Antibiotic Exposure Affecting Bortezomib Efficacy in Multiple Myeloma: A Systematic Review
Introduction/Background/Significance: Bortezomib, a proteasome inhibitor, has significantly improved survival outcomes in multiple myeloma (MM). However, resistance remains a major barrier to durable remission. Emerging evidence suggests that antibiotic exposure may contribute to reduced efficacy or delayed response to therapy. Antibiotics can disrupt the gut microbiome, alter systemic immune tone, and shift bone marrow cytokine signaling—particularly IL-6/STAT3 and TNF-α pathways—known to support MM cell survival and drug resistance. Additionally, loss of microbiome-derived short-chain fatty acids (SCFAs) and related epigenetic regulators may impair apoptotic priming in MM cells, potentially blunting proteasome inhibitor activity. This review evaluates clinical and mechanistic evidence linking antibiotic exposure to altered bortezomib efficacy
Materials and Methods/Case Presentation/Objective: We performed a systematic literature search (2005–2025) in PubMed, EMBASE, and Web of Science using “bortezomib,” “antibiotic,” “microbiome,” and “multiple myeloma.” Studies examining antibiotic exposure, microbiome alterations, and proteasome inhibitor responses were included. Data were extracted regarding antibiotic type, timing, treatment outcomes, and mechanistic findings. Due to heterogeneity, a narrative synthesis approach was used.

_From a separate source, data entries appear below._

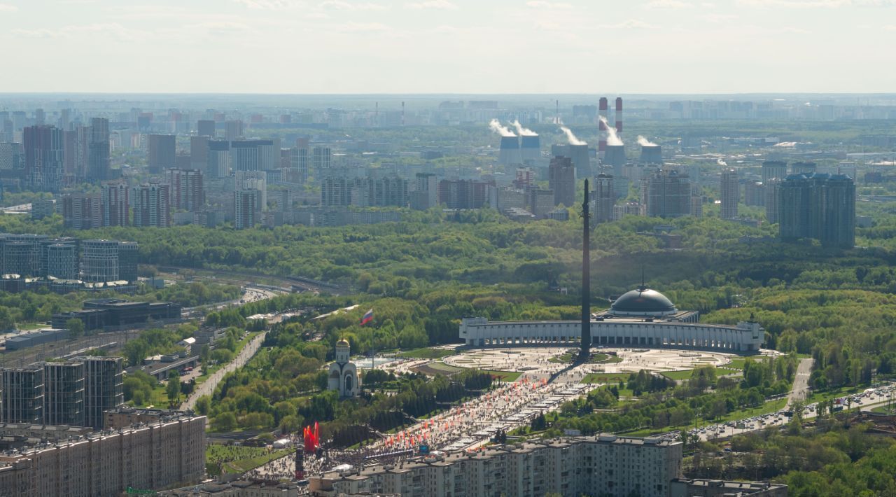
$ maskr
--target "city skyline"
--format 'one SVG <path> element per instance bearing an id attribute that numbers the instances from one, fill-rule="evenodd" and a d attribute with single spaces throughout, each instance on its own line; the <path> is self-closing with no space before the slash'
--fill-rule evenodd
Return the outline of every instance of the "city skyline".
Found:
<path id="1" fill-rule="evenodd" d="M 609 5 L 4 0 L 18 70 L 0 91 L 877 92 L 896 82 L 886 70 L 896 56 L 868 49 L 896 43 L 892 0 Z"/>

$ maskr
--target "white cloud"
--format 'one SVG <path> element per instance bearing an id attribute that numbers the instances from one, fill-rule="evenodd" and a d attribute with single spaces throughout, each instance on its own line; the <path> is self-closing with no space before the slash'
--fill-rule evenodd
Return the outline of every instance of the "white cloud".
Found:
<path id="1" fill-rule="evenodd" d="M 700 16 L 700 18 L 712 24 L 719 24 L 721 22 L 728 22 L 728 21 L 737 19 L 737 16 L 733 13 L 708 13 Z"/>
<path id="2" fill-rule="evenodd" d="M 345 2 L 343 0 L 325 0 L 318 5 L 320 9 L 334 11 L 384 11 L 386 7 L 371 2 Z"/>
<path id="3" fill-rule="evenodd" d="M 807 35 L 807 34 L 811 33 L 812 31 L 810 31 L 808 30 L 804 30 L 802 28 L 796 28 L 794 26 L 787 26 L 785 28 L 781 28 L 780 30 L 778 30 L 778 32 L 779 33 L 782 33 L 782 34 Z"/>
<path id="4" fill-rule="evenodd" d="M 392 28 L 382 22 L 347 22 L 339 26 L 338 29 L 344 33 L 372 33 L 392 30 Z"/>
<path id="5" fill-rule="evenodd" d="M 264 11 L 279 11 L 303 6 L 299 0 L 233 0 L 246 8 Z"/>
<path id="6" fill-rule="evenodd" d="M 426 0 L 425 2 L 412 2 L 405 4 L 409 9 L 437 9 L 442 11 L 453 11 L 457 5 L 448 0 Z"/>
<path id="7" fill-rule="evenodd" d="M 13 30 L 13 36 L 22 38 L 56 38 L 60 36 L 58 31 L 51 31 L 46 29 L 39 30 Z"/>
<path id="8" fill-rule="evenodd" d="M 531 0 L 530 2 L 526 2 L 526 5 L 532 7 L 533 9 L 566 10 L 573 8 L 573 5 L 564 2 L 547 2 L 547 0 Z"/>
<path id="9" fill-rule="evenodd" d="M 681 0 L 652 0 L 644 4 L 645 9 L 693 9 L 694 4 Z"/>
<path id="10" fill-rule="evenodd" d="M 228 21 L 209 21 L 197 24 L 188 24 L 187 28 L 204 30 L 211 36 L 233 36 L 246 33 L 252 30 L 252 28 L 242 22 L 231 22 Z"/>
<path id="11" fill-rule="evenodd" d="M 617 24 L 601 24 L 599 26 L 605 30 L 656 30 L 657 26 L 644 22 L 643 21 L 638 21 L 637 19 L 629 19 L 628 21 L 624 21 Z"/>
<path id="12" fill-rule="evenodd" d="M 737 4 L 760 8 L 889 7 L 896 5 L 896 0 L 737 0 Z"/>
<path id="13" fill-rule="evenodd" d="M 82 38 L 90 35 L 114 37 L 123 41 L 133 41 L 146 33 L 138 30 L 129 30 L 117 22 L 99 22 L 94 24 L 73 24 L 58 30 L 41 28 L 38 30 L 13 30 L 14 36 L 23 38 Z"/>

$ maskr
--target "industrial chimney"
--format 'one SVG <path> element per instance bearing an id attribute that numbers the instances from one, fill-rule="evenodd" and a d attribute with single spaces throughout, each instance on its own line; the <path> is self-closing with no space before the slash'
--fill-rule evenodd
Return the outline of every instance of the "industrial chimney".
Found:
<path id="1" fill-rule="evenodd" d="M 622 136 L 622 97 L 616 97 L 616 134 Z"/>
<path id="2" fill-rule="evenodd" d="M 603 119 L 598 120 L 598 159 L 603 160 L 604 153 L 607 151 L 607 137 L 609 133 L 607 131 L 607 97 L 600 98 L 600 105 L 598 107 L 598 116 Z"/>
<path id="3" fill-rule="evenodd" d="M 504 166 L 522 164 L 522 158 L 520 155 L 520 139 L 516 135 L 501 137 L 498 164 Z"/>
<path id="4" fill-rule="evenodd" d="M 642 145 L 641 162 L 643 164 L 662 164 L 662 148 L 659 145 Z"/>
<path id="5" fill-rule="evenodd" d="M 588 178 L 585 178 L 585 195 L 582 201 L 582 350 L 579 362 L 588 362 L 591 351 L 591 228 L 589 223 L 590 209 L 588 206 Z"/>

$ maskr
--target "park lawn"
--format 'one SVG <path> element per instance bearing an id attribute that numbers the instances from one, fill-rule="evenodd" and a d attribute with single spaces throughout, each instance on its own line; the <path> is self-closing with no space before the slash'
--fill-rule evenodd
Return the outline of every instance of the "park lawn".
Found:
<path id="1" fill-rule="evenodd" d="M 768 401 L 758 407 L 751 407 L 746 409 L 731 411 L 730 413 L 718 419 L 702 419 L 702 422 L 703 425 L 706 425 L 706 424 L 719 424 L 720 423 L 726 423 L 728 421 L 738 421 L 754 416 L 773 413 L 775 411 L 783 409 L 785 406 L 787 406 L 787 398 L 778 398 L 775 400 Z M 668 432 L 674 432 L 676 430 L 684 432 L 690 430 L 693 427 L 694 424 L 686 424 L 684 426 L 666 426 L 663 428 L 643 428 L 633 432 L 625 432 L 625 433 L 626 435 L 631 435 L 633 437 L 642 437 L 642 436 L 656 435 L 659 433 L 667 433 Z"/>
<path id="2" fill-rule="evenodd" d="M 691 375 L 694 374 L 693 369 L 685 369 L 685 371 L 664 371 L 660 373 L 663 376 L 668 378 L 669 380 L 690 380 Z"/>
<path id="3" fill-rule="evenodd" d="M 441 372 L 441 373 L 447 373 L 447 374 L 452 374 L 452 373 L 457 373 L 457 372 L 459 372 L 459 371 L 461 371 L 462 369 L 462 368 L 459 368 L 457 366 L 448 365 L 448 364 L 443 363 L 442 361 L 438 361 L 438 362 L 435 362 L 435 363 L 429 363 L 426 365 L 429 366 L 429 367 L 431 367 L 432 369 L 435 369 L 435 371 L 438 371 L 438 372 Z"/>
<path id="4" fill-rule="evenodd" d="M 447 357 L 448 356 L 453 356 L 456 354 L 453 350 L 445 350 L 444 348 L 430 348 L 428 347 L 424 347 L 421 348 L 415 348 L 413 350 L 405 350 L 404 352 L 400 352 L 396 355 L 397 357 L 403 357 L 406 359 L 441 359 L 443 357 Z"/>
<path id="5" fill-rule="evenodd" d="M 745 363 L 746 363 L 746 359 L 745 359 L 743 357 L 735 357 L 734 359 L 731 359 L 730 363 L 728 363 L 728 364 L 725 364 L 725 365 L 723 365 L 721 367 L 728 367 L 728 368 L 731 368 L 731 369 L 744 369 L 744 364 Z"/>
<path id="6" fill-rule="evenodd" d="M 550 359 L 547 359 L 547 362 L 561 364 L 573 364 L 573 361 L 578 355 L 579 355 L 578 351 L 567 352 L 565 354 L 551 357 Z M 607 364 L 621 363 L 621 362 L 622 362 L 622 357 L 619 357 L 617 356 L 609 356 L 607 354 L 599 354 L 599 353 L 592 354 L 588 358 L 588 364 Z"/>
<path id="7" fill-rule="evenodd" d="M 631 373 L 589 373 L 582 379 L 582 382 L 617 384 L 619 381 L 628 381 L 629 374 Z"/>
<path id="8" fill-rule="evenodd" d="M 292 451 L 293 450 L 291 449 L 280 449 L 278 450 L 273 450 L 270 454 L 265 454 L 263 456 L 258 456 L 248 459 L 236 460 L 231 463 L 228 463 L 225 466 L 228 466 L 229 467 L 236 467 L 239 473 L 245 473 L 251 469 L 254 469 L 259 466 L 264 466 L 265 464 L 268 464 L 269 462 L 274 459 L 279 459 L 283 456 L 289 455 Z"/>
<path id="9" fill-rule="evenodd" d="M 269 452 L 263 447 L 210 444 L 205 449 L 205 460 L 211 476 L 220 475 L 222 467 L 230 473 L 245 473 L 282 458 L 291 451 L 290 449 L 280 449 Z M 226 461 L 231 458 L 233 460 Z"/>
<path id="10" fill-rule="evenodd" d="M 496 376 L 498 380 L 501 380 L 502 381 L 508 381 L 508 382 L 516 381 L 516 379 L 522 374 L 521 373 L 518 373 L 515 371 L 492 371 L 487 369 L 484 369 L 481 371 L 482 373 L 487 373 L 492 376 Z"/>
<path id="11" fill-rule="evenodd" d="M 815 402 L 821 402 L 822 400 L 829 400 L 838 397 L 846 397 L 848 395 L 862 393 L 863 391 L 865 391 L 865 387 L 840 387 L 833 390 L 813 391 L 808 397 L 806 398 L 803 404 L 814 404 Z"/>

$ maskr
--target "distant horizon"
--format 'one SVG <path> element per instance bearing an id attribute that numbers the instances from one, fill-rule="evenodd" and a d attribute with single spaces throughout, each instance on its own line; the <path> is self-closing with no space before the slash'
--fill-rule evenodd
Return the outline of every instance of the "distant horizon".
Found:
<path id="1" fill-rule="evenodd" d="M 0 43 L 29 94 L 896 88 L 896 0 L 0 0 Z"/>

- Microbiome and immune effects: Broad-spectrum antibiotics depleted commensal bacteria, reducing SCFA production and leading to increased IL-6 and TNF-α signaling, both known mediators of drug resistance.
- Metabolic and proteasome adaptations: Murine models demonstrated that antibiotic-conditioned dysbiosis preserved proteasome activity and reduced bortezomib-induced cytotoxicity, effects partially reversed by butyrate supplementation.
- Clinical observations: Retrospective analyses of MM cohorts suggested a trend toward inferior partial response rates when antibiotics were administered within two weeks of bortezomib initiation (p values 0.06–0.09). Additional case-based observations reported delayed or suboptimal responses associated with prolonged antibiotic exposure.
- Mechanistic convergence: Evidence implicated SCFA depletion, cytokine-driven survival pathways, and possible alterations in proteasome subunit composition as potential mediators.
Conclusions: Antibiotic exposure may adversely influence bortezomib efficacy in MM through microbiome disruption and downstream effects on immune and metabolic homeostasis. Although existing evidence is limited and primarily hypothesis-generating, mechanistic plausibility is supported by converging clinical and preclinical data. Prospective studies integrating microbiome profiling and antibiotic exposure tracking are warranted to establish causal relationships and guide supportive care strategies, including antibiotic stewardship and microbiome-preserving interventions, during proteasome inhibitor therapy.